Balance Bot Control Modes¶
Some Rover Control Mode work slightly different in Balance Bots. This section explains some of the important differences to be kept in mind while using these modes. For more information on any mode, check the Control Modes page for Rover.
Hold and Manual Mode in Balance Bots use a Pitch Control System to control and maintain pitch angle. In Hold Mode, the input pitch to the control system is set to 0 degrees, to keep the Vehicle upright(equivalent to zero throttle input). In Manual Mode the input throttle from the user is mapped to a pitch angle and sent to the Control System. The control system in turn calculates the required throttle and sends it to the motors. As explained in the working section, this causes the vehicle to accelerate in the direction of pitch. The steering input from the user is handled the same way as in Rover.
In Manual Mode, continuous acceleration in one direction can saturate the motors, as they reach maximum speed. The vehicle will not be able to balance as further acceleration is not possible. This is the disadvantage of running Balance Bots in Manual Mode.
In Manual and Hold modes, we can only control the pitch angle of the vehicle, not the velocity. It is possible to be at zero pitch angle(upright position) and have a non zero velocity. To stop the vehicle from drifting in Manual mode, it must be made to pitch in the reverse direction. If these modes are entered with a non zero initial speed(from Acro or Auto modes), the vehicle can accelerate and crash.

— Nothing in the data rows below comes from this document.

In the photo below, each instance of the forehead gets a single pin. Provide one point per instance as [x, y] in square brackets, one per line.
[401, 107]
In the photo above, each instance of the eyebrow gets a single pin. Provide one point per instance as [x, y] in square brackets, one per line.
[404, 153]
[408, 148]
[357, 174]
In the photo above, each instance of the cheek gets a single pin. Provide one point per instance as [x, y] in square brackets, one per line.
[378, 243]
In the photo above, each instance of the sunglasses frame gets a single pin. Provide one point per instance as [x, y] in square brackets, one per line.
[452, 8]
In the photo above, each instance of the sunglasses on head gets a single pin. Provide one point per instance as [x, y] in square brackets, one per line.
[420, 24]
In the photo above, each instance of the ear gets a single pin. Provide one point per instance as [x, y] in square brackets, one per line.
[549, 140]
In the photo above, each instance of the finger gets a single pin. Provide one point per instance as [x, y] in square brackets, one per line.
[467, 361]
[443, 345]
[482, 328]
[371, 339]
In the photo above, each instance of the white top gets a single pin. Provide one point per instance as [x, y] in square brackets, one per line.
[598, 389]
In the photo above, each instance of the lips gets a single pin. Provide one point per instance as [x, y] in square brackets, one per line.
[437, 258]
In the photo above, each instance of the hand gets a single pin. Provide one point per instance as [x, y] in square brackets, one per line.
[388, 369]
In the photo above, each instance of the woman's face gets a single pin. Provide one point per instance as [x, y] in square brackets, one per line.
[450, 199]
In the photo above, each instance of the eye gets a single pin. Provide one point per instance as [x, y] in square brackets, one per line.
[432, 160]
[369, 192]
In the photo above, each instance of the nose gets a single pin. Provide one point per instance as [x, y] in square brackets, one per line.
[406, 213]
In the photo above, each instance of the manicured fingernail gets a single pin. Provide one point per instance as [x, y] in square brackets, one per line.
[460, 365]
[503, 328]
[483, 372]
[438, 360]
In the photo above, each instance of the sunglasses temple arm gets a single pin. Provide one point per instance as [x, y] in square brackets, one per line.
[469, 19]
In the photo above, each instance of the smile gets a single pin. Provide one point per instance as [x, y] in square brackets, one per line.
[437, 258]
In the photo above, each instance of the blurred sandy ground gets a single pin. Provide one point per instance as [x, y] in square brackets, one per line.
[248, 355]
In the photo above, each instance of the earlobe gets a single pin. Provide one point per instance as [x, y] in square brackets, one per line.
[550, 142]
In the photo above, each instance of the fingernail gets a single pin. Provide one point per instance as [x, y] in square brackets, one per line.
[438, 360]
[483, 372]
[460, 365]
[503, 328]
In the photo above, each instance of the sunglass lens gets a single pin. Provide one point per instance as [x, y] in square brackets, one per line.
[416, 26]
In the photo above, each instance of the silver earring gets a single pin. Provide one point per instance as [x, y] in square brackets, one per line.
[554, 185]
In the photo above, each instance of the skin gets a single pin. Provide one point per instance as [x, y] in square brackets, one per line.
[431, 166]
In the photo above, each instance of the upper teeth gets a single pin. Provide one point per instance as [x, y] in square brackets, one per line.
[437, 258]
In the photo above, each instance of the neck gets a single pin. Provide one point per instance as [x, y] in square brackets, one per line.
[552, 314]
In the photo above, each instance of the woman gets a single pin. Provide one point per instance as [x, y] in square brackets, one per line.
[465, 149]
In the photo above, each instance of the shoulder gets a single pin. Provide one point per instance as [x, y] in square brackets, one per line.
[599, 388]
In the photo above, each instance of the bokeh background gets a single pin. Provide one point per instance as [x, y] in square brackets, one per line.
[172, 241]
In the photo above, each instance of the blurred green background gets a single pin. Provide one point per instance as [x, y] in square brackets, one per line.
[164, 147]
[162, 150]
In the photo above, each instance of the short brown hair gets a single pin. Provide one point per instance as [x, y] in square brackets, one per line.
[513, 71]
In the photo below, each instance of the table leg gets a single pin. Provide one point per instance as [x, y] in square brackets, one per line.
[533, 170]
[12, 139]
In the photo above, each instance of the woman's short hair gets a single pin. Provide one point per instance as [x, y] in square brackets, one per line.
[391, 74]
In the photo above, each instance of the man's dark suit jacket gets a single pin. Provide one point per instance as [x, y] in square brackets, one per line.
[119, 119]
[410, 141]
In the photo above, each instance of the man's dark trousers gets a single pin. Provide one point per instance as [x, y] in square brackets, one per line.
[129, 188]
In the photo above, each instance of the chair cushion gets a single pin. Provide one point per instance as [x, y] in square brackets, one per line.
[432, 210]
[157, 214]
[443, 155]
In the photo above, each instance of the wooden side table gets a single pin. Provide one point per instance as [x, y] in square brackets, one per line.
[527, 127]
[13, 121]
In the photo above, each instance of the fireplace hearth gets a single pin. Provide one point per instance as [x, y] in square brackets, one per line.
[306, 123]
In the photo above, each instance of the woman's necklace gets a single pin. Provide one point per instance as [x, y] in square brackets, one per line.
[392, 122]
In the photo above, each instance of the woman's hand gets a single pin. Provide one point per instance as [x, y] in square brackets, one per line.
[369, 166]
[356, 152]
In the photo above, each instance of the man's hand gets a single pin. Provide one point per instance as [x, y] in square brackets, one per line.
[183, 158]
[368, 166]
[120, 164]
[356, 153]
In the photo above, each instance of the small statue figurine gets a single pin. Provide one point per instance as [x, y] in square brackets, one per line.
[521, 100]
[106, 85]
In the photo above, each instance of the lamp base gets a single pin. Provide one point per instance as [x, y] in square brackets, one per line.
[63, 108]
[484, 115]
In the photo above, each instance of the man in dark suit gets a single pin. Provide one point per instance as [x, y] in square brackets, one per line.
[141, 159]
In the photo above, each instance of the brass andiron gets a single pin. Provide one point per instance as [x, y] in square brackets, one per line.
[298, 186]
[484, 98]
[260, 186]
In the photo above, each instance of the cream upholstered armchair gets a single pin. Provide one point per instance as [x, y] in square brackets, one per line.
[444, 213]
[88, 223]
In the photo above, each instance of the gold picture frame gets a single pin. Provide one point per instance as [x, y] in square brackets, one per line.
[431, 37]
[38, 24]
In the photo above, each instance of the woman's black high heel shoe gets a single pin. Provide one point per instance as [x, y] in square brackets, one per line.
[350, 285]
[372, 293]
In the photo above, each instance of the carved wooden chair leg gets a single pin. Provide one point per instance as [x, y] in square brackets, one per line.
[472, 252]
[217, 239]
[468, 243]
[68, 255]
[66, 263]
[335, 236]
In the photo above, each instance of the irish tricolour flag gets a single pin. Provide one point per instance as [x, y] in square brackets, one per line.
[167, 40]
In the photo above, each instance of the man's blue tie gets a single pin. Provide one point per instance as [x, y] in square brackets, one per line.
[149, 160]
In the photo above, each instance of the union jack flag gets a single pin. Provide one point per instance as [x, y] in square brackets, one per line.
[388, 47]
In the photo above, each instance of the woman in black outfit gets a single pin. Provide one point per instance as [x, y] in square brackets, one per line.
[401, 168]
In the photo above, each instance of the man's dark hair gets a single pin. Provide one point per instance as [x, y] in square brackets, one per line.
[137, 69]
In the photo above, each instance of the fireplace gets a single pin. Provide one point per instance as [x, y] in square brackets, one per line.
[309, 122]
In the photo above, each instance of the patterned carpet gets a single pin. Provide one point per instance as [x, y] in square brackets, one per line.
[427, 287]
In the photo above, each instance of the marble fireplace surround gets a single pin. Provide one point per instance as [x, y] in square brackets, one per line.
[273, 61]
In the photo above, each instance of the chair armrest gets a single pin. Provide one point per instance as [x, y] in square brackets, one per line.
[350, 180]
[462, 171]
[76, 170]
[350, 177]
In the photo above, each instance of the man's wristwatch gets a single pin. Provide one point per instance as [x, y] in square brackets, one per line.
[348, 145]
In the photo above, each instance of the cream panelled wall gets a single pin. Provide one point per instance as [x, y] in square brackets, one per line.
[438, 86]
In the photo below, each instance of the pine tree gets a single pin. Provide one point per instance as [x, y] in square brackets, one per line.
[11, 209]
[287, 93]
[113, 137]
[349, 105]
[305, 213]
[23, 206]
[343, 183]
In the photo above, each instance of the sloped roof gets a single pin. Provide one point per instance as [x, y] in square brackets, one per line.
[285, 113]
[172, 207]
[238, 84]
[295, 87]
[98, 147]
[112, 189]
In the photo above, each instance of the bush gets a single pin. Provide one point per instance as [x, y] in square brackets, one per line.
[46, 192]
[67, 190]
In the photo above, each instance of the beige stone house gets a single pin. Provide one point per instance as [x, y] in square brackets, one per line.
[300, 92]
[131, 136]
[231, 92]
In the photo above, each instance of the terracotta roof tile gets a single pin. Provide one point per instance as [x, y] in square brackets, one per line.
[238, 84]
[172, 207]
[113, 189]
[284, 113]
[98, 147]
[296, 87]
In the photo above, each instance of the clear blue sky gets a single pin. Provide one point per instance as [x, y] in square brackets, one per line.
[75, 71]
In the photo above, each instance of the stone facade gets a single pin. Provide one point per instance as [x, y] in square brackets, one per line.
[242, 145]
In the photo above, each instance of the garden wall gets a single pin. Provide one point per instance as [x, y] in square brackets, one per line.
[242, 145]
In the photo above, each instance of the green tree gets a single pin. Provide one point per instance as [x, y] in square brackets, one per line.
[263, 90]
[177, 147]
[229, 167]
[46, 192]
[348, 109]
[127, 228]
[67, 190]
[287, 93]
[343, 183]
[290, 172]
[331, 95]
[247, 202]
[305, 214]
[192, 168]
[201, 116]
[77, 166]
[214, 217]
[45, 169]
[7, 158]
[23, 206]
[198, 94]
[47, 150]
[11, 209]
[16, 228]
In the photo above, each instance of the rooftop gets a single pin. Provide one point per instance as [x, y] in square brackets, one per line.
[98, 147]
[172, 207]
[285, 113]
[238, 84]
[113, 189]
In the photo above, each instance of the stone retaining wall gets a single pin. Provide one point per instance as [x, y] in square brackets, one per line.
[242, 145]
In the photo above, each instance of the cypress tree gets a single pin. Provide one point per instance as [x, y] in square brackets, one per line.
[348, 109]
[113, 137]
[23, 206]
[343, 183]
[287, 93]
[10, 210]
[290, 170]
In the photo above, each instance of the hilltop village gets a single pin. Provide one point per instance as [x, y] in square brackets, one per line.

This is the recommended drive mode for Balance Bots.
Acro Mode lets you control the speed by internally controlling the pitch angle. Separately, it also allows you to control the turn rate.
Acro mode uses a speed and turn rate control system. In Rover the output from the Acro control system goes straight to the motors. In Balance Bots, the output from the Speed Controller is mapped to a desired pitch and sent to the Pitch Controller used in Manual/Hold Mode.